La tradition veut que les Soufflaculs fassent une halte devant chacun des cafés de la ville et que le patron offre à boire à tous les participants. Il ne reste plus que sept cafés aujourd'hui à Nontron mais c'est assez pour chauffer progressivement l'ambiance jusqu'à la place de l'hôtel de ville où a lieu le jugement et l'incinération de Buffadou, le mannequin bourré de paille qui incarne Carnaval.
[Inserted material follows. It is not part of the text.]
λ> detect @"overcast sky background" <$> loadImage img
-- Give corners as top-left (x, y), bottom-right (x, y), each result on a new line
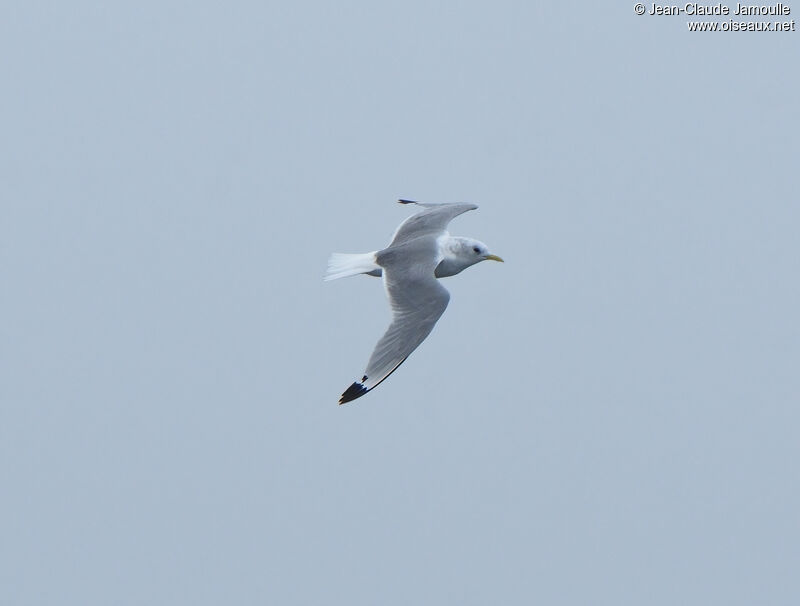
top-left (2, 2), bottom-right (798, 605)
Juché sur une estrade, Buffadou est publiquement chargé de tous les péchés. Il est accusé d'être fainéant, ivrogne, coureur de jupons. On lui met sur le dos tout ce qui ne va pas dans la commune : les erreurs de la municipalité, les errements de tel ou tel notable, les méfaits du temps, les problèmes économiques… C'est l'occasion d'un grand défoulement populaire qui met en joie toute l'assistance. Après quoi, le mannequin est brûlé, tandis que les Soufflaculs actionnent une dernière fois leur soufflet pour activer le feu et qu'éclatent les pétards. Tout se termine par un cassoulet géant, dans la salle des fêtes, et un bal qui prolonge tard dans la nuit la folle animation de cette mascarade d'un autre âge.
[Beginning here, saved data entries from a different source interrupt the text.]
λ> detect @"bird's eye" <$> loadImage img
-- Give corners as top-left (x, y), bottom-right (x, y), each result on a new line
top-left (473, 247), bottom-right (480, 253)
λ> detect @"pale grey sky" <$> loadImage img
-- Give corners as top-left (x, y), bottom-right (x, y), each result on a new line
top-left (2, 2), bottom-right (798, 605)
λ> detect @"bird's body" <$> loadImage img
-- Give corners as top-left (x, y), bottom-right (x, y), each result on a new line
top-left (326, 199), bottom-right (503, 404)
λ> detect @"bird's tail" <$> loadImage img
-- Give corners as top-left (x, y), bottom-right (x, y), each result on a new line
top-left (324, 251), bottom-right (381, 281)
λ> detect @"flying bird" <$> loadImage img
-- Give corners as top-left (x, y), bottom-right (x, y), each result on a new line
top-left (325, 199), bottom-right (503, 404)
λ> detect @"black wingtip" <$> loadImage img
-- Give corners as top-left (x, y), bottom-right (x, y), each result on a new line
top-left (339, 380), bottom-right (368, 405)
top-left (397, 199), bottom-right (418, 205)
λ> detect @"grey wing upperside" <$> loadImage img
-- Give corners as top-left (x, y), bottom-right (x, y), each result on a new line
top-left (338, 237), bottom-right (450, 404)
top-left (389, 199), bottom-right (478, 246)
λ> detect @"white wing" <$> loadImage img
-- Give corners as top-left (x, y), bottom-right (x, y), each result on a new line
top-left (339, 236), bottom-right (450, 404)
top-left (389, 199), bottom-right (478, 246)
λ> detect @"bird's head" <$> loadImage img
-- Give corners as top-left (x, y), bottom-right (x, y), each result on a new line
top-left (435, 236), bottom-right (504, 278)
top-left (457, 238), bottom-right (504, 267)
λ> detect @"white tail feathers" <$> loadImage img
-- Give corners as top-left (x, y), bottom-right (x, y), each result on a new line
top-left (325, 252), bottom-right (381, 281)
Certains s'interrogent, du reste, sur son avenir, tel Jean-Pierre Hieret, le conservateur en chef du Musée d'Aquitaine : "Ce carnaval ultra-machiste résistera-t-il longtemps à la vague de fond du politiquement correct ? La civilisation du portable et de l'internet fera-t-elle encore une place à cette forme de communication directe, sensuelle et prosaïque, fondée sur la nourriture, le sexe, le rire et la contestation, même temporaire, des notables ?", écrit-il. En 2006, en tout cas, la fête des Soufflaculs de Nontron s'annonce plus joyeuse, plus impertinente et plus délirante que jamais, avec des "surprises" que Michel Meyleu, l'infatigable président de la compagnie, n'a pas voulu me dévoiler.